Antwerp is economisch een aanwinst voor eerste klasse – we kunnen gerust van een G6 spreken – maar sportief en voetballend blijft het gemengde gevoelens oproepen. Voor Antwerp zijn alle middelen goed om te winnen. De eerste twee seizoenen in eerste klasse stelde het zich in op de tegenstander, belette die in het spel te komen en hoopte zelf op een goaltje. Dit jaar kreeg het voetballend vermogen een upgrade. Antwerp kan verdomd aardig voetballen. Zoals ze oplossingen vinden van achteren uit om de bal voorin te krijgen, met veel lopende mensen op het middenveld, vlotte verticale combinaties, en alles wat daarbij hoort, soms knap. Het voetbal van The Great Old is niet langer hopeloos, de mentaliteit daarentegen…

Als de wedstrijd van gisteren in Europa was gespeeld, was Antwerp met zeven geëindigd. Dat eindeloze gemekker bij elke tegen hen gefloten overtreding, bij elke zogezegde aanslag op de eigen benen, die schwalbes van Refaelov en Mbokani (heerlijke voetballers, maar al even goede acteurs), dat naar de scheidsrechter vliegen, die woedende gebaren, dat uitschelden van de assistenten en de vierde ref. Eigenlijk moet Laszlo Bölöni gewoon elke wedstrijd naar de tribune en verdienen standaard drie of vier van zijn spelers rood.

Dat dit niet gebeurt, ligt geheel aan de scheidsrechter. Nicolas Laforge was donderdag een thuisfluiter maar een gelukkige, omdat hij met zijn gemakzucht hoegenaamd de wedstrijd niet heeft beïnvloed. Gent werd soms benadeeld, zoals bij het eerste tegendoelpunt, maar kon echt geen aanspraak maken op een gelijkspel en die 3-2 was zelfs al erg gevleid.

Nog slechter was de prestatie gisteren van Lawrence Visser. Ritchie De Laet had rood moeten krijgen toen hij Laurent Depoitre neertrok op weg naar Sinan Bolat. Dino Arslanagic had een tweede keer geel kunnen en moeten krijgen. Bölöni had naar de tribune gemoeten. Dat vierde ref Wim Smet die aanbeveling nooit uitsprak, is een raadsel. Het arbitrale kwartet was de weg kwijt en heeft zich een hele wedstrijd laten uitschelden. Met de wilde armbewegingen van Visser, die gisteren voor de tigste keer aangaf dat het voorbij moest zijn met zeuren, kan Filip Joos een hele Keek op de Week vullen.

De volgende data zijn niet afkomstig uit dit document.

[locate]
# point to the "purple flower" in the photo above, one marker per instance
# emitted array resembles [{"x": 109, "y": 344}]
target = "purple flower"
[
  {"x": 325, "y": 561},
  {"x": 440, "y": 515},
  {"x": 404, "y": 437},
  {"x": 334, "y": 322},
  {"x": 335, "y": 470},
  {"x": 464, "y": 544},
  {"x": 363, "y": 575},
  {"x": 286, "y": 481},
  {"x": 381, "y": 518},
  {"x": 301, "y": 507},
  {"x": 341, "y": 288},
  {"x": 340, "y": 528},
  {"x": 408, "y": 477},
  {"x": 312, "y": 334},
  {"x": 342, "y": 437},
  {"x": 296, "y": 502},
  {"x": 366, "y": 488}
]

Ook Antwerp is een raadsel. Jelle Van Damme is weg, maar de agressie is nog steeds die van een Servische militie onderweg in Bosnië (een kwarteeuw of zo geleden). Van trainer Bölöni zegt men dat hij geen gezag zou hebben, dat de kleedkamer baas is. Gisteren was er alweer een minirel met Kevin Mirallas. Het lijkt daar een zootje bij rood-wit, maar als ze tussen de gekalkte lijnen stappen is het één voor allen, allen voor één en moet alles en iedereen die in de weg staat eraan geloven. Het is voetbal met twee gezichten: om te haten en te bewonderen.